İnternet çağında, bir topluluğun soykırıma uğrayışını canlı olarak seyrediyoruz. Bizler ve bizden önceki jenerasyon, bundan 30 yıl önce Bosna’daki soykırım karşısında çaresiz kalırken, çocuklarımız bundan 30 yıl sonra bugünleri konuşacak ve insanlığın, insanlığını nasıl yitirdiğini ve bu tarifsiz mezalimi durdurabilecek güçten neden yoksun olduğunu sorgulayacaklar.
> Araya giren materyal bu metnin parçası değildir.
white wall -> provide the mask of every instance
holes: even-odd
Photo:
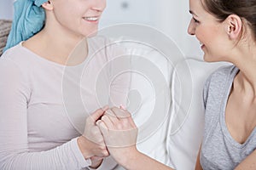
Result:
[[[0,19],[11,19],[13,0],[0,0]],[[186,56],[201,58],[195,37],[187,33],[189,0],[107,0],[100,27],[117,23],[141,23],[155,27],[177,44]]]
[[[124,3],[128,7],[122,9]],[[187,33],[189,0],[108,0],[101,28],[117,23],[141,23],[163,31],[186,56],[202,58],[200,44]]]

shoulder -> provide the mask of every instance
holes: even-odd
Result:
[[[104,54],[108,60],[126,54],[126,48],[121,45],[121,42],[120,38],[108,38],[104,36],[88,38],[90,52]]]
[[[213,71],[207,79],[203,90],[204,102],[207,100],[209,94],[219,94],[225,90],[227,81],[231,81],[238,69],[235,65],[223,66]]]
[[[9,60],[19,66],[25,65],[24,66],[26,67],[28,66],[30,55],[29,52],[21,46],[20,42],[5,51],[0,58],[0,62],[7,62]]]
[[[222,66],[213,71],[207,79],[207,88],[215,87],[219,88],[225,84],[228,77],[230,77],[234,73],[237,72],[237,68],[235,65]]]

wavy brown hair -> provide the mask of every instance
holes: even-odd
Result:
[[[247,23],[256,40],[256,0],[201,0],[204,8],[220,22],[229,15],[238,15]],[[246,31],[242,27],[243,33]]]

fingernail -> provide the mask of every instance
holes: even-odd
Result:
[[[125,107],[123,105],[120,105],[120,109],[122,109],[122,110],[125,110]]]

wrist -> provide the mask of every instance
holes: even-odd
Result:
[[[99,161],[94,161],[93,159],[90,158],[90,161],[92,164],[89,167],[91,169],[96,169],[102,165],[103,159],[101,159]]]
[[[88,141],[85,137],[80,136],[78,138],[79,148],[85,160],[90,159],[91,156],[93,156],[92,154],[90,152],[90,150],[88,150],[88,148],[86,147],[89,145],[87,144],[87,143]]]
[[[132,150],[130,150],[125,156],[122,156],[120,162],[119,163],[126,169],[131,169],[131,165],[137,163],[137,159],[140,158],[140,155],[141,152],[139,152],[135,147]]]

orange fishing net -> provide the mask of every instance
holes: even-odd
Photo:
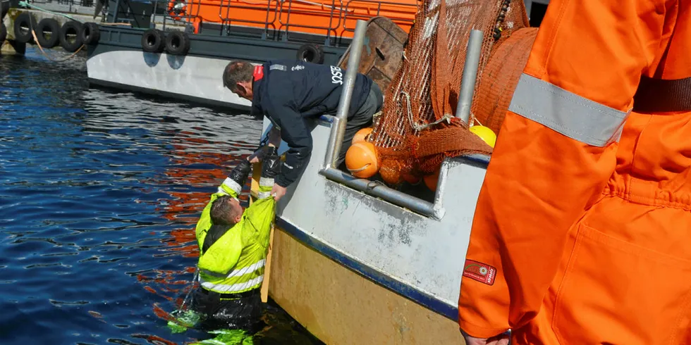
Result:
[[[527,42],[529,32],[523,34],[528,39],[510,37],[528,26],[520,0],[422,1],[370,139],[381,159],[379,174],[385,182],[396,184],[433,174],[445,157],[491,152],[489,145],[468,131],[467,124],[453,116],[468,37],[473,28],[484,32],[471,111],[481,114],[477,122],[487,121],[497,133],[496,125],[503,116],[498,114],[508,108],[525,64],[525,59],[515,58],[527,58],[532,44]],[[518,46],[523,50],[513,52],[512,46]],[[495,54],[496,58],[492,55],[495,51],[501,53]],[[485,71],[488,61],[491,63]],[[482,82],[488,78],[484,75],[491,75],[489,78],[495,78],[496,82]]]

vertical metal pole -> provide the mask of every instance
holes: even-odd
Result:
[[[480,52],[482,51],[482,31],[471,30],[468,46],[465,50],[465,64],[463,65],[463,76],[460,80],[460,92],[455,113],[455,117],[460,118],[465,123],[470,119],[470,106],[472,104],[472,92],[475,89],[475,79],[477,77]]]
[[[336,168],[338,153],[346,134],[346,124],[348,121],[348,111],[350,107],[350,98],[353,96],[353,88],[355,84],[355,76],[360,67],[360,58],[362,52],[362,43],[365,42],[365,32],[367,30],[367,22],[357,20],[355,25],[355,32],[350,42],[350,55],[348,58],[348,69],[343,77],[343,90],[341,92],[341,100],[338,101],[338,108],[336,118],[331,123],[331,132],[329,136],[329,144],[326,146],[326,155],[324,163],[325,168]],[[343,71],[340,71],[341,73]]]

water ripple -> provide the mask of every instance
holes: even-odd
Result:
[[[261,121],[90,89],[85,63],[0,56],[1,342],[205,337],[171,334],[156,310],[186,292],[195,223]]]

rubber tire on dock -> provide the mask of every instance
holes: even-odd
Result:
[[[60,23],[53,18],[42,19],[34,31],[38,43],[44,48],[53,48],[60,43]],[[44,36],[45,31],[50,31],[50,38]]]
[[[298,49],[298,60],[312,63],[324,63],[324,50],[322,46],[312,43],[305,43]]]
[[[147,53],[161,53],[166,46],[166,37],[163,32],[149,29],[142,34],[142,49]]]
[[[5,23],[0,20],[0,46],[3,43],[5,43],[5,39],[7,38],[7,27],[5,27]]]
[[[84,44],[96,44],[100,39],[101,32],[98,24],[89,22],[82,25],[82,42]]]
[[[169,32],[166,36],[166,51],[173,55],[186,54],[190,51],[190,36],[182,31]]]
[[[74,35],[74,42],[68,38],[68,34]],[[70,53],[77,51],[82,46],[82,23],[75,20],[66,22],[60,28],[60,46]]]
[[[26,32],[22,32],[22,27],[28,27]],[[31,28],[36,30],[36,18],[28,12],[22,12],[14,20],[14,40],[19,43],[30,43],[34,42],[31,34]]]

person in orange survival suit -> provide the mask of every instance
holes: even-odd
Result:
[[[551,1],[477,201],[469,344],[691,344],[689,42],[691,1]]]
Soykırım, insanlık tarihinde yeni değil. Çok uzağa gitmeye de gerek yok; 1990’larda Bosna’da Müslümanlar, Batı’nın gözü önünde katledildi. Yine aynı yıllarda, Ruanda’da yaklaşık bir milyon insan hunharca öldürüldü. Batı, ayrıştırarak çatışmaları körüklemekte pek mahirdir. Ayrıştıracak pek bir şey bulamamış olacaklar ki bu kez de Ruandalıların burun yapılarındaki farklılıkları ayrışma konusu yaparak, bu insanları Hutu ve Tutsi diye ayırmış, ellerine aidiyet duymaları istenen/talep edilen kimlikler tutuşturulmuş ve katliamın zemini hazırlanmıştı. Sadece 100 gün içinde 1 milyon insan öldürüldü. Üstelik bu vahşet, Roma’nın çılgın imparatoru Caligula’nın, Eflak Beyi Kazıklı Voyvoda’nın, Şili’nin despot lideri Pinochet’in ya da 20. yüzyılın eli kanlı diktatörleri Hitler, Stalin ve Mussolini’nin döneminde değil; Batı’nın “çağdaş medeniyet” iddiasında bulunduğu bir dönemde, dünyanın gözü önünde gerçekleşti.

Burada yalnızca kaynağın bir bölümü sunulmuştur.